Money beats blood in Dow Jones deal

Saturday, May 7, 2011

But sooner or later, their lavish lifestyles become too expensive for dividend clipping to support. That's when many cash in the family jewels. Ancestors be damned. Money wins over blood.

Descendants of newspaper pathfinders used to be different. Now, most are not. That's why the Bancroft family heirs are about to sell Dow Jones & Co., including The Wall Street Journal.

No Bancroft has been involved in the operation for decades. Hired hands happily have had free rein. Now, editorial writers, columnists and even reporters are trying to derail the Journal's sale to media mogul Rupert Murdoch. They fear he'll be a hands-on owner.

The Bancrofts' hands-off ownership has had mixed results. Highlights and lowlights:

•President Bernard Kilgore (1945-67) and editor Vermont Royster (1958-71) were most responsible for the Journal's journalistic and financial successes.

•Peter Kann held various titles, including publisher and CEO from 1989 to 2007. His wife, Karen Elliott House, was senior vice president and publisher of all the Journal print editions from 2002 to last year. They planned and started the Journal Saturday edition, which has been a huge financial drain.

Any expert hands-on owner could have helped Kilgore and Royster do even better.
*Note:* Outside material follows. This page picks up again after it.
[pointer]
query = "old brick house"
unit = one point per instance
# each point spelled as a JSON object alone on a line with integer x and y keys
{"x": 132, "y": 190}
An involved owner would have blocked Kann's ill-fated Saturday experiment.

When the Journal sale is completed, only these two major U.S. newspapers will be family-controlled and -operated:

The New York Times, with Chairman and Publisher Arthur Ochs Sulzberger Jr.

The Washington Post, with Chairman Donald E. Graham.

Fortunately, both Sulzberger and Graham are made of the right stuff to maintain their family heritage.